Per quasi cinque ore di show l’attrice ha dimostrato di essere una grande donna di spettacolo, dosando bene tempi e parole. Ha presentato i Big in gara, come di solito spetta ai conduttori o alle «vallette», ma con i cantanti si è anche confrontata. Da Michele Bravi a Iva Zanicchi, fino al momento finale in cui ha parlato di unicità e dell’«atto più rivoluzionario»: ascoltare
Diciamolo subito: ne è valsa la pena. Di aspettare a notte fonda il monologo di Drusilla Foer, l’attrice nata dalla mente di Gianluca Gori, co-conduttrice della terza serata di Sanremo 2022. Non che durante la serata Drusilla non si fosse fatta notare. Per le quasi cinque ore di show l’artista ha dimostrato di essere una grande donna di spettacolo, dosando bene tempi e parole. Ha presentato i Big in gara, come di solito spetta ai conduttori o alle «vallette», ma con i cantanti ha anche scherzato. Così come con i membri dell’orchestra, il pubblico. Con tutti, insomma.
Restano memorabili due momenti. Il dialogo con Michele Bravi, che le ha detto: «Sono felicissimo che tu sia qui, la tua presenza racconta proprio la meritocrazia. Che bello», ha fatto sapere Michele. E lei ha risposto grata, con un filo di commozione.

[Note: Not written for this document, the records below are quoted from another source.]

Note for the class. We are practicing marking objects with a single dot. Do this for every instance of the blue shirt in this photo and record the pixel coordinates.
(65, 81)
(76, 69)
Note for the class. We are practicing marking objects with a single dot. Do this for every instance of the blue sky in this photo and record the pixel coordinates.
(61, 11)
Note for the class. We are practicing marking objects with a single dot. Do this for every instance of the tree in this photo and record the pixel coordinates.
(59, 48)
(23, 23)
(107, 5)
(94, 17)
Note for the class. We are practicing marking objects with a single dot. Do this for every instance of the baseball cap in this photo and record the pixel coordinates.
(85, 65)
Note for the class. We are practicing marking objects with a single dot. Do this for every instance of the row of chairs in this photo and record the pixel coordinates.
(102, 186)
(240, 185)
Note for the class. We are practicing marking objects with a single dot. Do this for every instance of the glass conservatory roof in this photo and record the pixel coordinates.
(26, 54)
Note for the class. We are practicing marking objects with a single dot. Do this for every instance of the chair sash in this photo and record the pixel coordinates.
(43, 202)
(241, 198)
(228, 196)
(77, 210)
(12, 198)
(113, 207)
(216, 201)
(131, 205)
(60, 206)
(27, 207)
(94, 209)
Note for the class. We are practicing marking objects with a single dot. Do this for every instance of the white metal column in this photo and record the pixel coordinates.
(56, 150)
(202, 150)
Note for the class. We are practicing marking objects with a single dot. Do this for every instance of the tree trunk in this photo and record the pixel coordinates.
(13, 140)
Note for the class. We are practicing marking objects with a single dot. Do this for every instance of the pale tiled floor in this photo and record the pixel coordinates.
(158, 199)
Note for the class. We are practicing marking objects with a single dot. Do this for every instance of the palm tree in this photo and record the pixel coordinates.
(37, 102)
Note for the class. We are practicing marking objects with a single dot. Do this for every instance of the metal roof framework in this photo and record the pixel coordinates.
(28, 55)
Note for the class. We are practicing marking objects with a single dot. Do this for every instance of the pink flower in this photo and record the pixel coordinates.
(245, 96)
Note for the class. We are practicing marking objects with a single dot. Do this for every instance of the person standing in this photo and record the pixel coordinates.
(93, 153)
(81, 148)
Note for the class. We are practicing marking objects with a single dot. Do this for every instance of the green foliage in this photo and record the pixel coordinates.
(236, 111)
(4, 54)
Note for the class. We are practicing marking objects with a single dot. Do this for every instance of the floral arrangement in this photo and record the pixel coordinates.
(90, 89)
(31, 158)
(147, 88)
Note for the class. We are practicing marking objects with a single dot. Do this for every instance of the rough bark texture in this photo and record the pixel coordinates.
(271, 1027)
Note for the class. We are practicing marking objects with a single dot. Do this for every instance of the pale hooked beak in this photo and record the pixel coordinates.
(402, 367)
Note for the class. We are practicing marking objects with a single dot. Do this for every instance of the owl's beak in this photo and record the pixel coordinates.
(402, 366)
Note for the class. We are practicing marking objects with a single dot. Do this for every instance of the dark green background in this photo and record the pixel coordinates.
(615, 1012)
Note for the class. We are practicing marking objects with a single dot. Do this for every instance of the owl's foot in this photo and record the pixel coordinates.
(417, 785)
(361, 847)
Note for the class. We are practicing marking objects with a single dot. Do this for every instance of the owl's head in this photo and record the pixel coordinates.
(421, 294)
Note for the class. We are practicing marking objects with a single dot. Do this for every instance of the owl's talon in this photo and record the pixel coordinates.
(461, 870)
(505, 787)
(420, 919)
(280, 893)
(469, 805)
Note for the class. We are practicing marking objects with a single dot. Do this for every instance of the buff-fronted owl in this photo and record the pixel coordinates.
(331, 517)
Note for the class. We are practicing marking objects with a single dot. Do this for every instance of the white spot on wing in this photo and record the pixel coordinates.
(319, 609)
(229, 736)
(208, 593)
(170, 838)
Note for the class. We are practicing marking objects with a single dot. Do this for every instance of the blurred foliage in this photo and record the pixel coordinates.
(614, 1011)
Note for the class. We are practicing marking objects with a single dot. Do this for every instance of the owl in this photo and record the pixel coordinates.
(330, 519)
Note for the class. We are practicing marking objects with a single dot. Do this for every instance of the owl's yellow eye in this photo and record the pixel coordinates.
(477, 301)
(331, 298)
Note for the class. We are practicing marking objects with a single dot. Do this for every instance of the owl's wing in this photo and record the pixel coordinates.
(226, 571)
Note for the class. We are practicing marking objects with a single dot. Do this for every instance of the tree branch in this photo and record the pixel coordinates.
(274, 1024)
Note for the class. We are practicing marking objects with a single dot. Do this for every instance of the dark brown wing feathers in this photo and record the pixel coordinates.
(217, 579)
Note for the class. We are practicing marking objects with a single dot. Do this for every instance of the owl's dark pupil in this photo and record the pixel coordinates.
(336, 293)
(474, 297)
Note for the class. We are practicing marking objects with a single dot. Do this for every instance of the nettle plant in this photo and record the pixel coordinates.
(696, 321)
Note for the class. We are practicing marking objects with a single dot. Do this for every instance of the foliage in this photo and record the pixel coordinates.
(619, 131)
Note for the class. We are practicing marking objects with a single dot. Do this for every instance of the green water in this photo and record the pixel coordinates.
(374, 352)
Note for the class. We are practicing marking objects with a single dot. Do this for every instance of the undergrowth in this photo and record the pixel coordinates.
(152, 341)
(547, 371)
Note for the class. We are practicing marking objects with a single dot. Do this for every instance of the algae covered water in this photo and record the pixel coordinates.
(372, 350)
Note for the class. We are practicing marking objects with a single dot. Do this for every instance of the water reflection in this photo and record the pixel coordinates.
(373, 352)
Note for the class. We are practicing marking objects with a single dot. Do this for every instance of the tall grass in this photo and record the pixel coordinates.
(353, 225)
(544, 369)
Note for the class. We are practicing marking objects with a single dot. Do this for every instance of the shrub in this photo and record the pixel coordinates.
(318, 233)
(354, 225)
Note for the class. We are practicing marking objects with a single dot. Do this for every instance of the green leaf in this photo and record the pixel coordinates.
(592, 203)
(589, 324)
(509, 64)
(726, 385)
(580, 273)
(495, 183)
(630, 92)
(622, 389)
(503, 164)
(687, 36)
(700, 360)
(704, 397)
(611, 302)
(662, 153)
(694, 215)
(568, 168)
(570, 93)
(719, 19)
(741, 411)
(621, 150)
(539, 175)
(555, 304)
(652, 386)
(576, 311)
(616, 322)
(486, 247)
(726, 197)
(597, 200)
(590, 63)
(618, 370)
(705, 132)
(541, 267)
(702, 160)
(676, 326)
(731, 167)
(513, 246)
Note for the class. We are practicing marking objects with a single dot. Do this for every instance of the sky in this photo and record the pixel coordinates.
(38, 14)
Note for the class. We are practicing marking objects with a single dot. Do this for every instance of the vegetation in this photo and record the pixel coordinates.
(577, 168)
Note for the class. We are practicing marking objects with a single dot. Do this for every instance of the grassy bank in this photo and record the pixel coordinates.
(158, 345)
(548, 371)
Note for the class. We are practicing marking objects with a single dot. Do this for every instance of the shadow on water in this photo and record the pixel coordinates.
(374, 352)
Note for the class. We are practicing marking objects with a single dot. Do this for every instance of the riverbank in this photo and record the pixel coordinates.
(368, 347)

E poi la stoccata, precisa e senza alcuna sbavatura, a una mal riuscita battuta di Iva Zanicchi. Con la cantante che le dice «quanto sei alta», Drusilla che risponde «parecchio più di te» e Zanicchi che insiste: «…ma hai anche altre cose più di me». A quel punto Drusilla decide di troncare con grande eleganza: «Sono colta».
Infine, passata l’una e mezza, Drusilla si è presa il palco, ancora una volta. Per un monologo e una canzone. «Di cantare mi ha fatto passare la voglia, potrei parlare», ha esordito, «ci sono tanti temi che affollano la mia mente, ma a quest’ora non posso ammorbare il pubblico. “Eccola Drusilla che parla di integrazione, di fluidità, di diversità”, ma “diversità” è una parola che non mi piace. Quando la verbalizzo sento sempre che tradisco quello che penso. Credo che le parole siano come diamanti, quando non funzionano più vanno cambiate subito. Ho cercato un termine per sostituire questa parola e ne ho trovata una che mi convince: unicità. Unicità mi piace, piace a tutti, perché tutti noi sappiano notare l’unicità dell’altro e tutti noi pensiamo di essere unici. Ma non è per niente facile. Per capirlo, dobbiamo comprendere di cos’è fatta la nostra unicità, di cosa siamo fatti noi. I valori, le convinzioni, i talenti, però i talenti vanno allenati, seguiti, delle convinzioni bisogna avere le proprie responsabilità…».
«E poi ci sono i dolori, le paure che vanno esorcizzate, le fragilità che vanno accudite, non è affatto facile entrare in contatto con la propria unicità, si tratta di un lavoro pazzesco. Come si fa a tenere insieme tutte queste cose? Io un modo l’avrei: si prendono per mano tutte le cose che ci abitano e si portano in alto, quelle brutte e quelle belle, si sollevano insieme a noi, alla luce del sole, e gridiamo “che bellezza, tutte queste cose sono io”. Sarà una figata pazzesca. E sarà bellissimo abbracciare la nostra unicità, e a quel punto credo che sarà anche più probabile aprirsi all’unicità dell’altro e allontanarci da questo stato di conflitto che ci separa».
Infine, un invito: «Io sono già una persona molto fortunata a essere qui, ma date un senso alla mia presenza su questo palco e tentiamo insieme l’atto rivoluzionario, il più grande, che è l’ascolto. Ascoltate voi stessi, gli altri, le nostre unicità. Accogliamo il tutto, anche solo per essere certi che le nostre convinzioni non siano solo delle convinzioni. Facciamo scorrere i pensieri in libertà, i sentimenti, e liberiamoci dalla prigionia dell’immoralità».
«Immaginate se il mondo non rotasse, se tutto il mondo fosse buio pesto», e qui Drusilla inizia a cantare, Guerra. Applausi. Tanti.
«Non si può non amare Drusilla Foer», dice Amadeus. E siamo tutti d’accordo.